E antes que eventuais apressados vejam qualquer resquício de partidarismo e ideologia nessa nova abordagem do Caso Celso Daniel, convém esclarecer as coisas: o crime foi retirado da lógica comprovada do ambiente de degradação da segurança urbana na Região Metropolitana de São Paulo e deslocado para a gestão de Celso Daniel que, como a maioria das gestões públicas, contava sim com esquema de arrecadação paralela.  

CHEGA DE HIPOCRISIA 

Não só arrecadação paralela que vinha do passado e se alterou com a mudança de gestão. Também se insere na premissa lógica de que se registravam desvios para o Caixa Dois e o Caixa Três. Como se vê na maioria das esferas públicas.  

Joguem a hipocrisia no lixo. Mensalão e o Petrolão, casos famosos, não foram modalidades inauguradas pelo PT. Apenas foram sistematizadas pelo PT – e com isso ganharam escala. 

Exposto isso e para evitar etiquetagens que não têm lastro, vale a pena voltar ao documentário. E não pretendo esgotar o que observei atentamente no que vi ontem em duas sessões, de manhã e à noite.  

Como acompanhei com relativa proximidade a gestação desse documentário antes mesmo das gravações de que participei em oito de maio, uma dúvida me assombrava na expectativa por um trabalho desafiador que não poderia deixar de trafegar pelo estreito corredor do didatismo.  

DESAFIOS SUPERADOS  

Sim, o Caso Celso Daniel destes 20 anos depois é uma estrada tortuosa para quem é da geração do assassinato e muito mais aos consumidores de cultura que chegaram depois --- essa meninada indócil em busca de aventuras próprias e de terceiros.  

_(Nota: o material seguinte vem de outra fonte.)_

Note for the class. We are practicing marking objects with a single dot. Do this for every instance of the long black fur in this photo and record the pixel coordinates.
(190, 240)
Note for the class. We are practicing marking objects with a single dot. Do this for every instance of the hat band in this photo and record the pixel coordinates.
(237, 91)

Como Marcos Jorge e sua equipe na Escarlate fariam para transformar montanhas de entrevistas e imensidão de textos da mídia, além de provas documentais, em algo que não fosse tão embaralhado quanto exaustivo?  

Minha preocupação era e continua sendo fundamentada porque a produção em audiovisual tem fortes semelhanças com a edição de um jornal, de uma revista, atividade em que me envolvi anos a fio.  

Como construir encadeamentos que reúnam cronologia e fatos de modo que o telespectador não se perca na compreensão da dinâmica e se atenha fluentemente à dinâmica? 

FIO DA MEADA  

E o que falar então da arte da costura do produto diante de tantos entrevistados? Como definir o encaixe adequado em nova abordagem? Como evitar que um buraco circunstancial e proposital na narrativa cinematográfica se desprenda do fio da meada resolutivo e esclarecedor mais adiante? 

Há tanto um intrincadíssimo painel de filigranas nas especificidades que geram um produto audiovisual de tamanho fôlego que tudo é possível. Imagine-se então no Caso Celso Daniel, de complexidade asfixiante.  

A figura de imagem da marcha fúnebre iniciada nesta quinta-feira talvez seja prospectivamente atrevida ao induzir leitores a acreditarem que muita gente que jogou o jogo de versão fraudulenta vai quebrar a cara. No caso específico do assassinato de Celso Daniel a versão fraudulenta sempre esteve do outro lado do campo, no campo dos defensores da morte por encomenda. 

ENGANO VEXAMINOSO  

Se os leitores entenderem, portanto, que há atrevimento e ousadia em chamar de réquiem o desfecho da leitura de domínio público do Caso Celso Daniel, o mínimo que posso expressar em atenção à franqueza exposta é que podem anotar na caderneta de especulação: a Grande Mídia que se aliou à força-tarefa do Ministério Público instalado em Santo André levou à sociedade a engano vexaminoso.  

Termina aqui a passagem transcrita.